実際に国民が負担しなくてはならない原子力発電所の廃炉費用は現時点では正確に算出できない。廃炉に伴う費用には2種類ある。1つは原子力発電設備の減価償却による残存資産、もう1つは廃炉に必要な解体費の引当金である。
すでに計画外廃炉を決定した原子力発電所では、残存資産の合計が1基あたり200億円以上にのぼる(図4)。国内には50基以上の原子力発電設備がある。新しい発電設備ほど残存資産は多くなるため、全体では軽く1兆円を超える。
一方の解体引当金のうち2015年度末で引き当てが完了していない額は1基あたり最低で29億円、最高で733億円ある(図5)。今後も電力会社が引き当てを続けていくが、計画外廃炉を決定した場合には残りを託送料金で回収する方向だ。

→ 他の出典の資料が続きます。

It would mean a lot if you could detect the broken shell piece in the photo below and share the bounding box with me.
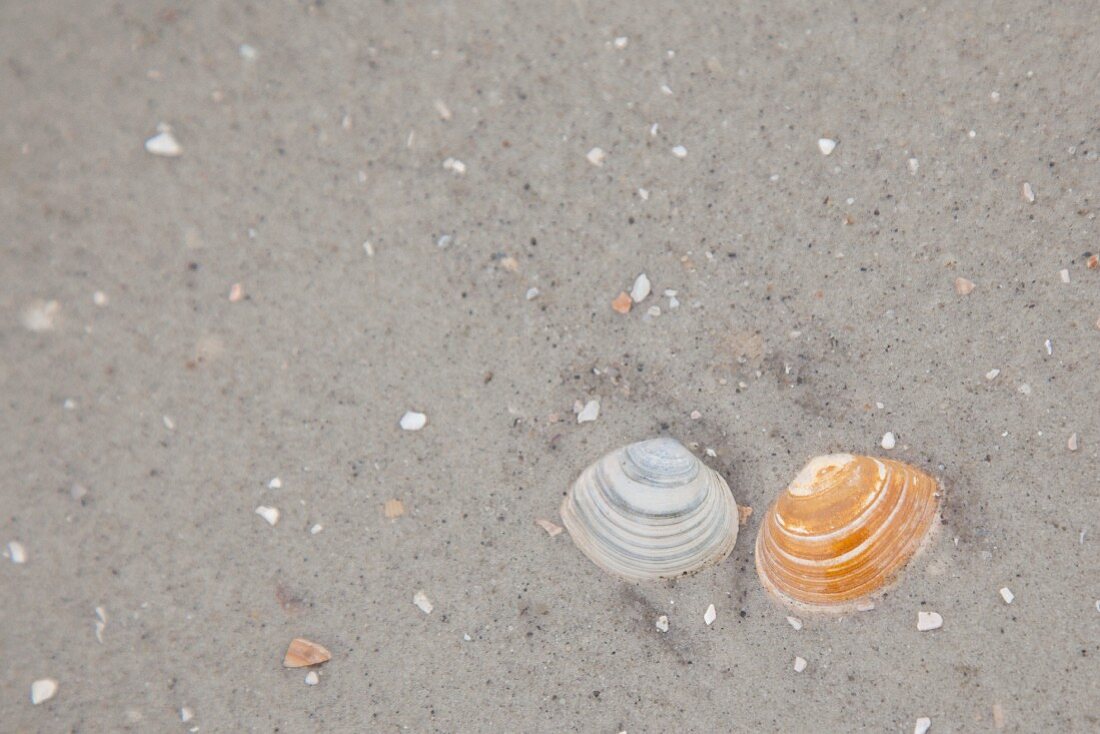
[704,604,717,625]
[611,291,632,314]
[954,277,975,295]
[283,638,332,668]
[383,499,405,519]
[917,611,943,631]
[560,438,739,582]
[655,615,669,632]
[31,678,58,705]
[755,454,940,612]
[793,656,807,673]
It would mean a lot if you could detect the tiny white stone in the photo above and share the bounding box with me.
[875,401,885,409]
[163,415,175,431]
[881,432,897,450]
[668,296,679,309]
[917,611,943,631]
[434,99,452,120]
[999,587,1014,604]
[239,44,257,60]
[63,399,77,410]
[703,604,716,626]
[786,615,803,631]
[793,656,807,673]
[985,369,1000,380]
[413,590,433,614]
[304,671,319,686]
[1018,383,1031,395]
[969,129,977,138]
[577,400,600,424]
[400,411,427,431]
[8,540,26,564]
[310,523,323,535]
[437,234,453,248]
[818,138,837,155]
[660,84,673,95]
[1060,269,1071,283]
[1045,339,1052,355]
[637,188,649,200]
[671,145,687,158]
[914,717,932,734]
[255,506,279,526]
[630,273,651,302]
[442,158,466,175]
[21,300,60,332]
[991,91,1000,101]
[268,477,282,489]
[655,615,669,632]
[463,633,472,641]
[31,679,58,705]
[586,147,606,166]
[180,707,194,722]
[363,241,374,257]
[650,123,659,137]
[93,291,108,306]
[145,130,182,157]
[705,448,717,458]
[613,36,629,49]
[1068,433,1078,451]
[690,410,702,420]
[1095,600,1100,613]
[907,157,919,174]
[1021,181,1035,203]
[645,305,661,318]
[525,287,540,301]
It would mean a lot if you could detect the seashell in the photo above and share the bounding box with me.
[755,453,940,611]
[560,438,739,582]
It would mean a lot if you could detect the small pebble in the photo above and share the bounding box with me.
[180,707,194,722]
[268,477,282,489]
[145,129,182,157]
[21,300,60,332]
[793,656,807,673]
[881,432,896,450]
[637,188,649,200]
[690,410,702,420]
[239,44,257,60]
[613,36,629,49]
[383,499,406,519]
[399,411,427,431]
[363,241,375,257]
[436,234,453,249]
[7,540,26,564]
[586,147,606,167]
[985,369,1000,381]
[954,277,975,295]
[229,283,243,302]
[999,587,1014,604]
[611,292,632,314]
[703,604,716,626]
[31,679,58,705]
[93,291,108,306]
[310,524,323,535]
[907,158,919,174]
[1068,433,1078,451]
[1021,182,1035,203]
[818,138,837,155]
[914,717,931,734]
[655,615,669,633]
[630,273,651,302]
[413,590,433,614]
[1060,269,1071,283]
[525,287,540,301]
[442,158,466,175]
[786,616,803,631]
[434,100,452,120]
[671,145,687,159]
[163,415,175,430]
[577,400,600,424]
[255,506,279,526]
[917,611,943,631]
[304,671,319,686]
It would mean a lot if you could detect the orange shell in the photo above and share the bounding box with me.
[755,454,940,611]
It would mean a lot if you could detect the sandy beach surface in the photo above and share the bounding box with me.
[3,1,1099,731]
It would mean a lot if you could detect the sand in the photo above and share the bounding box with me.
[2,1,1099,731]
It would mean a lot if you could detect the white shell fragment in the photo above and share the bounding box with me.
[917,611,943,631]
[31,678,58,705]
[630,273,651,303]
[255,506,279,526]
[304,671,319,686]
[413,590,433,614]
[655,615,669,633]
[576,400,600,424]
[586,147,606,166]
[881,432,897,450]
[704,604,717,626]
[786,615,803,631]
[793,656,807,673]
[399,411,427,431]
[1021,181,1035,203]
[145,129,182,157]
[818,138,837,155]
[999,587,1015,604]
[914,717,932,734]
[560,438,739,582]
[7,540,27,564]
[671,145,687,159]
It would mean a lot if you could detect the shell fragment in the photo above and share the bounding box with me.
[283,638,331,668]
[917,611,943,631]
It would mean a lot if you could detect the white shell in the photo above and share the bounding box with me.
[560,438,738,582]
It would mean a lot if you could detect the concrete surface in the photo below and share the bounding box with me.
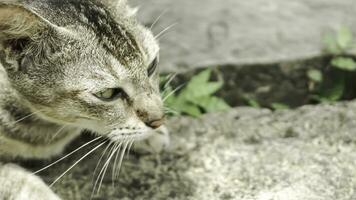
[131,0,356,73]
[37,100,356,200]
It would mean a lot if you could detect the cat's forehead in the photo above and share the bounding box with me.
[29,0,147,67]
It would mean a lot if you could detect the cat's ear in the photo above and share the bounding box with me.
[0,2,54,71]
[0,2,52,54]
[103,0,127,9]
[102,0,138,17]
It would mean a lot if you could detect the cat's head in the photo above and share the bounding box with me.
[0,0,165,140]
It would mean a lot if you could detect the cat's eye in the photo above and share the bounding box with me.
[147,57,158,77]
[94,88,127,101]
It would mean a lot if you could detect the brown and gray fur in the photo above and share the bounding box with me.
[0,0,165,199]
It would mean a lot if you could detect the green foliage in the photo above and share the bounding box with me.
[242,95,290,111]
[331,57,356,71]
[307,69,323,83]
[162,69,230,117]
[308,26,356,103]
[311,76,345,103]
[323,26,356,72]
[337,26,353,50]
[323,26,353,55]
[242,94,259,108]
[271,103,290,110]
[322,26,356,71]
[245,98,261,108]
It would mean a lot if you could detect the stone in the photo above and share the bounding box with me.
[130,0,356,73]
[40,101,356,199]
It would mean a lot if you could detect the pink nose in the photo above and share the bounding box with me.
[145,118,165,129]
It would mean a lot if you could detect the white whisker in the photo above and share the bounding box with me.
[92,141,114,179]
[150,9,168,30]
[164,107,179,114]
[155,22,178,39]
[115,140,130,180]
[49,141,106,187]
[163,83,186,102]
[112,141,124,186]
[91,141,115,199]
[163,73,178,90]
[126,139,135,158]
[13,110,42,125]
[97,144,118,194]
[34,136,103,174]
[50,125,67,141]
[93,141,122,196]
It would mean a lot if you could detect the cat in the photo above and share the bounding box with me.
[0,0,166,199]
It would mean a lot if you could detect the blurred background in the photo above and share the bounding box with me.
[131,0,356,111]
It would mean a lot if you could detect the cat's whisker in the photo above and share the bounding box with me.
[96,143,119,194]
[50,125,67,141]
[34,136,103,174]
[92,141,115,185]
[92,140,115,188]
[160,73,177,98]
[13,110,42,125]
[163,83,186,102]
[150,9,168,30]
[93,141,123,196]
[49,141,106,187]
[112,141,124,187]
[114,139,130,180]
[90,141,115,200]
[154,22,178,39]
[163,73,178,90]
[126,139,135,158]
[164,107,179,115]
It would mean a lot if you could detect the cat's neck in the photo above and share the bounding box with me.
[0,65,81,159]
[0,100,81,159]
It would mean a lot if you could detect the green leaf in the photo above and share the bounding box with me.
[195,96,230,112]
[181,70,223,100]
[331,57,356,71]
[337,26,353,50]
[271,103,290,110]
[243,96,261,108]
[184,82,223,102]
[179,103,202,117]
[323,33,341,54]
[162,68,230,117]
[318,76,345,102]
[187,69,212,87]
[307,69,323,82]
[248,99,260,108]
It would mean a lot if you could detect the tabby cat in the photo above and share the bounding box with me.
[0,0,165,199]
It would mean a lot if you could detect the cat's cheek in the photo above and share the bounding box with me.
[74,118,106,133]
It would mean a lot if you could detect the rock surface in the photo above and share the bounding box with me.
[36,101,356,200]
[130,0,356,73]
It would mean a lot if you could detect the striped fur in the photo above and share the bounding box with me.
[0,0,163,199]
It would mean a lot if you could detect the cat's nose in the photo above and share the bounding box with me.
[145,118,165,129]
[136,109,165,129]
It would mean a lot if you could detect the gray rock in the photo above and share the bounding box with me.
[130,0,356,73]
[45,101,356,200]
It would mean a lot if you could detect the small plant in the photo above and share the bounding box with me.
[324,26,353,54]
[243,96,261,108]
[161,69,230,117]
[242,94,290,111]
[308,26,356,102]
[270,103,290,110]
[324,26,356,71]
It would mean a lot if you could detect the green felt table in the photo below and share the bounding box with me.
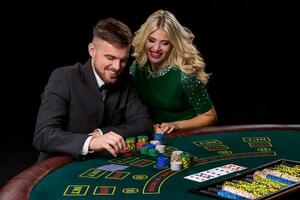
[1,125,300,200]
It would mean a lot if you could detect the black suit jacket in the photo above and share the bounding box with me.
[33,59,153,161]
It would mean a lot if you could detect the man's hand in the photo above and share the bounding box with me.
[89,131,126,157]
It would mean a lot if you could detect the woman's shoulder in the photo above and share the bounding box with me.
[179,71,207,94]
[180,71,203,84]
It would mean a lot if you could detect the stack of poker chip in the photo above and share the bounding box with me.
[274,164,300,174]
[139,146,148,155]
[155,144,166,153]
[218,182,257,200]
[273,164,300,182]
[150,140,161,146]
[219,177,285,199]
[146,143,156,149]
[234,179,277,196]
[138,143,159,157]
[147,144,159,157]
[211,187,252,200]
[137,135,148,143]
[170,151,183,171]
[136,135,148,151]
[148,149,159,157]
[180,153,192,169]
[209,186,254,200]
[156,156,169,169]
[254,168,299,185]
[154,132,164,144]
[222,181,262,199]
[251,176,286,190]
[125,137,136,152]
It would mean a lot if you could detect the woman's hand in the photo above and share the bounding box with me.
[156,122,180,134]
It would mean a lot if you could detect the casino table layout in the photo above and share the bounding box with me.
[1,124,300,200]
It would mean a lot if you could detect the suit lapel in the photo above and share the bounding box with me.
[80,60,106,126]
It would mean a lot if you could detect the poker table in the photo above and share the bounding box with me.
[1,124,300,200]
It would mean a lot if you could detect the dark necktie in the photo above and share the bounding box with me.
[99,84,109,125]
[99,84,109,102]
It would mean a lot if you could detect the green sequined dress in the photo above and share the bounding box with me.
[130,61,213,123]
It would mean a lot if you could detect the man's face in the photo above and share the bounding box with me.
[89,39,129,84]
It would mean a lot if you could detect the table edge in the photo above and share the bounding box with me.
[167,124,300,138]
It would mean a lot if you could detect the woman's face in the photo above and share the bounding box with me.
[145,28,172,69]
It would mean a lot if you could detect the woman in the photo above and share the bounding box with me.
[130,10,217,134]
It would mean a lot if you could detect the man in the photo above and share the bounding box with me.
[33,18,153,162]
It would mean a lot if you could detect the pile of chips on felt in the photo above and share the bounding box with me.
[122,133,193,171]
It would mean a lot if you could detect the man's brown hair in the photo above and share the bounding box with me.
[93,18,133,48]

原子力発電設備の残存資産と解体引当金を合わせた廃炉費用の総額は計画外廃炉の進展によって変わってくるが、廃炉が早く進むほど国民の負担が増える構造になる。原子力発電を可能な限り早く廃止したい多くの国民にとっては不条理な制度である。
このほかにも原子力発電に関連する費用で、託送料金に加わる可能性が大きいものが残っている。事故を起こした福島第一原子力発電所の廃炉費用と損害賠償費用だ(図6)。東京電力は両方を合わせて11兆円を想定していたが、それを上回る額に膨れ上がることが確実になってきた。
現在の政府案では、東京電力グループが稼ぎ出す利益を第三者機関が管理して廃炉費用に充当する(図7)。送配電事業会社の東京電力パワーグリッドが想定以上の利益を出した場合には、本来であれば託送料金を引き下げる必要があるが、引き下げを実施しないで利益を廃炉費用に回す方策を検討中だ。結果として新電力を含む東京電力管内の利用者が廃炉費用を負担することになる。